🤖 AI Summary
Small-scale language models (≤3B parameters) exhibit significantly weaker performance than larger counterparts on multi-step mathematical reasoning tasks. This work identifies and leverages a previously unexplored characteristic termed “dense reasoning”—referring to high-information-density, low-step-count reasoning paths—and introduces a training-free, inference-time steering framework that guides small models toward such reasoning modes by modulating their internal representations. The proposed method incurs no additional computational overhead or token-level negative log-likelihood penalty, yet consistently improves accuracy across the Qwen-2.5 model family and multiple mathematical reasoning benchmarks. These results demonstrate the effectiveness and generality of the proposed training-agnostic steering mechanism in enhancing the reasoning capabilities of compact language models.
📝 Abstract
Large language models (LLMs) demonstrate strong chain-of-thought (CoT) reasoning abilities, while smaller models (<= 3B parameters) significantly underperform on multi-step reasoning tasks.
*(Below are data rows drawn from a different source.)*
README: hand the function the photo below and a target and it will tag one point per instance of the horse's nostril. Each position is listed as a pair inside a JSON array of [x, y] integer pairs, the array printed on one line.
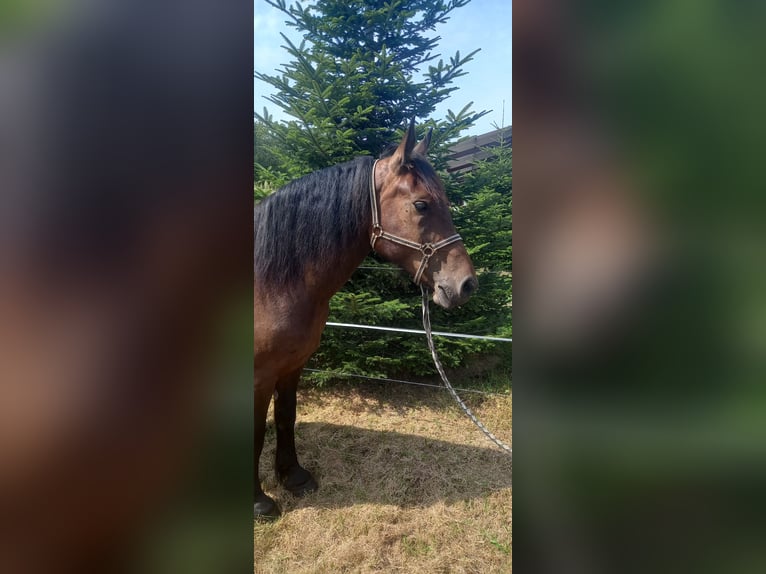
[[469, 286]]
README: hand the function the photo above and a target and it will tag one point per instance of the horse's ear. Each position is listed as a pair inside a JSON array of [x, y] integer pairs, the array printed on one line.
[[403, 153], [422, 147]]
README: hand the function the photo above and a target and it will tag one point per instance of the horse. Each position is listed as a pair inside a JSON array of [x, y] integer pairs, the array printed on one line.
[[309, 237]]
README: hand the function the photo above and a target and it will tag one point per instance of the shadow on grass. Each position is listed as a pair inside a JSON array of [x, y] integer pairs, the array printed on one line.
[[361, 466]]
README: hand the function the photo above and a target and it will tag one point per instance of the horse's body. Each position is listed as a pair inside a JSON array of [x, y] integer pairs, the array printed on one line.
[[309, 238]]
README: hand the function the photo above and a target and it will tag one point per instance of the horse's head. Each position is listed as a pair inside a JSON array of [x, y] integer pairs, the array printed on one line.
[[414, 227]]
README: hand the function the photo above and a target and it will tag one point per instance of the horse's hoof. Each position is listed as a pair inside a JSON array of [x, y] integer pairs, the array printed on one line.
[[299, 482], [265, 509]]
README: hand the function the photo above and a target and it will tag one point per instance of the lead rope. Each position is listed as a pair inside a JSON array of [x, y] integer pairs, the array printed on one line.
[[437, 362]]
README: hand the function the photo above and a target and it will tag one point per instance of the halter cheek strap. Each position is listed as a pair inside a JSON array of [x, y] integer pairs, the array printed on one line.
[[426, 249]]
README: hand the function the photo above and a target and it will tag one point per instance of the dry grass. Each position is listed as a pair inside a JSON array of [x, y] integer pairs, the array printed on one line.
[[407, 484]]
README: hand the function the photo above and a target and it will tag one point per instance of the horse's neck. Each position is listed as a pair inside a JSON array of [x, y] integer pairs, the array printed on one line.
[[327, 280]]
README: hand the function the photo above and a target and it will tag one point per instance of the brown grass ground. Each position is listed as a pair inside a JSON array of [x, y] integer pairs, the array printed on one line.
[[407, 484]]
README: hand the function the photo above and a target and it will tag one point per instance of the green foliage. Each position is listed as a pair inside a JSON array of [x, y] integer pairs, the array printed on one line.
[[482, 203], [350, 84], [348, 87]]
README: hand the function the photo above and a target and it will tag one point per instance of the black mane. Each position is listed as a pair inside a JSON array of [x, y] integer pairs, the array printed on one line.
[[312, 220]]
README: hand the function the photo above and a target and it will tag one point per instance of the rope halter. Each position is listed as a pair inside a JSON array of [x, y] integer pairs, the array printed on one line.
[[427, 250]]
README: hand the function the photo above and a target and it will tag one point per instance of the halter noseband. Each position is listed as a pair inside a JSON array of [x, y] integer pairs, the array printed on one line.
[[426, 249]]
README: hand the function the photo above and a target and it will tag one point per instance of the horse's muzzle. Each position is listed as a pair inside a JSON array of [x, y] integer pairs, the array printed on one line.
[[449, 295]]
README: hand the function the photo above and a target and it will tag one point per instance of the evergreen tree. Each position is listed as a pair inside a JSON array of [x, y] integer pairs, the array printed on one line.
[[351, 83], [348, 88]]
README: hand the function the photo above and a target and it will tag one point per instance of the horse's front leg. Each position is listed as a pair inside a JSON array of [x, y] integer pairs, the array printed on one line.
[[263, 505], [292, 475]]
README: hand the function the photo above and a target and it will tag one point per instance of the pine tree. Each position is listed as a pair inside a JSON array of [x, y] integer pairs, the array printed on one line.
[[351, 84], [349, 88]]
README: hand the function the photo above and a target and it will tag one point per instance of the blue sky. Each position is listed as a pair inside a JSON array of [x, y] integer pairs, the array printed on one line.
[[484, 24]]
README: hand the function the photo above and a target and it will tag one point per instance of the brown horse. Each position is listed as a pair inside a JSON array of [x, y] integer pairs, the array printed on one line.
[[309, 238]]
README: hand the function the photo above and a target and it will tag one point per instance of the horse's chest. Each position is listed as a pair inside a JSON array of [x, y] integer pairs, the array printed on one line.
[[286, 337]]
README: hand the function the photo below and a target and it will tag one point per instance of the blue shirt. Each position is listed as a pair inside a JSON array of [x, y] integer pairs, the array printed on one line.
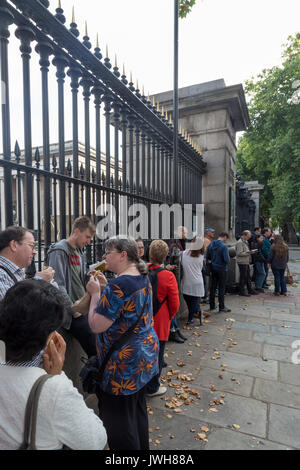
[[132, 366]]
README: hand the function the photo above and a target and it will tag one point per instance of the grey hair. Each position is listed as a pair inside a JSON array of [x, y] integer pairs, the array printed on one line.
[[128, 244]]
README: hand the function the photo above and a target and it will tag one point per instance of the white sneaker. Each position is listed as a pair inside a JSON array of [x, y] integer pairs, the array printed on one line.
[[160, 391]]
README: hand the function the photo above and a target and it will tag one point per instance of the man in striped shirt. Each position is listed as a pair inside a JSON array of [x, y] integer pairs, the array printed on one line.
[[17, 250]]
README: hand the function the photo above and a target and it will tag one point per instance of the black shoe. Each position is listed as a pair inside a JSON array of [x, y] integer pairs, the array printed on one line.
[[181, 335], [174, 336]]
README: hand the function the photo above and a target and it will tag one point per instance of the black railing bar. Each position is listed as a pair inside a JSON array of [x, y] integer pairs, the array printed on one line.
[[58, 176], [79, 51]]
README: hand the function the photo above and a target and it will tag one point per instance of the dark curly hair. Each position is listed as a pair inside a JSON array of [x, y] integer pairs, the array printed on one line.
[[29, 312]]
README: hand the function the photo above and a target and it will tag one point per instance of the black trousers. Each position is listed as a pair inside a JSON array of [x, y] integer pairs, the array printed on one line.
[[125, 419], [218, 280], [245, 279]]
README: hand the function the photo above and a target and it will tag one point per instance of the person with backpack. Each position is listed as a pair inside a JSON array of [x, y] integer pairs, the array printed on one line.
[[192, 286], [166, 303], [278, 259], [67, 258], [218, 255]]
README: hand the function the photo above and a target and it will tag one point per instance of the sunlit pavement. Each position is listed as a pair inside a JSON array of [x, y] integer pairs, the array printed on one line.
[[235, 382]]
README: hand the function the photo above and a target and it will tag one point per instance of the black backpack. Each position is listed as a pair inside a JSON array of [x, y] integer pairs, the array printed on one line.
[[153, 278]]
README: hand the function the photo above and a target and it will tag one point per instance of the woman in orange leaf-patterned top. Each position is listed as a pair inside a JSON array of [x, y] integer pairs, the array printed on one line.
[[167, 292], [121, 393]]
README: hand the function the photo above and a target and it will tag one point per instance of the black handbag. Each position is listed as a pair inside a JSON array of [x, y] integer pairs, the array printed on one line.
[[91, 374]]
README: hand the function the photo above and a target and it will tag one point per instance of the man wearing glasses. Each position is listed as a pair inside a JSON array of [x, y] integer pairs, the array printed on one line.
[[17, 250]]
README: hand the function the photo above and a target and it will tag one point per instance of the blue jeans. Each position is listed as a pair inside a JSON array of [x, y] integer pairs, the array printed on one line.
[[266, 276], [174, 325], [260, 274], [279, 280], [193, 305]]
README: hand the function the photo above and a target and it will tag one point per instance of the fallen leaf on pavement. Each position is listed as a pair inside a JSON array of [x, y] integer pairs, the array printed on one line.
[[236, 426], [177, 410], [180, 364], [205, 429]]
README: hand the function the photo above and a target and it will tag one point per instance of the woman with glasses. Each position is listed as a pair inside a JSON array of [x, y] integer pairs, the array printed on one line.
[[30, 314], [124, 301]]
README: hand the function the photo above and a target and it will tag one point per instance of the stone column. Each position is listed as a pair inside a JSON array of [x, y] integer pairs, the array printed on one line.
[[212, 114], [255, 188]]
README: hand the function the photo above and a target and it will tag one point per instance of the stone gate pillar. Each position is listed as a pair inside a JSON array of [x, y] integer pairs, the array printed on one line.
[[212, 114]]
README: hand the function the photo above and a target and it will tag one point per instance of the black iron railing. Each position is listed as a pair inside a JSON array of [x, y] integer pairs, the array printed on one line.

Based on empirical analyses of the Qwen-2.5 model family on math reasoning benchmarks, we find that more proficient reasoning is associated with fewer reasoning steps but higher information density per step, a property we term Dense Reasoning. Motivated by this observation, we propose DenseSteer, a training-free inference-time steering framework that enhances small-model reasoning by modulating internal representations toward dense reasoning patterns. Experiments show that our method yields consistent accuracy improvements without increasing token-level Negative Log-Likelihood, highlighting dense reasoning as an effective structural approach to mathematical problem solving.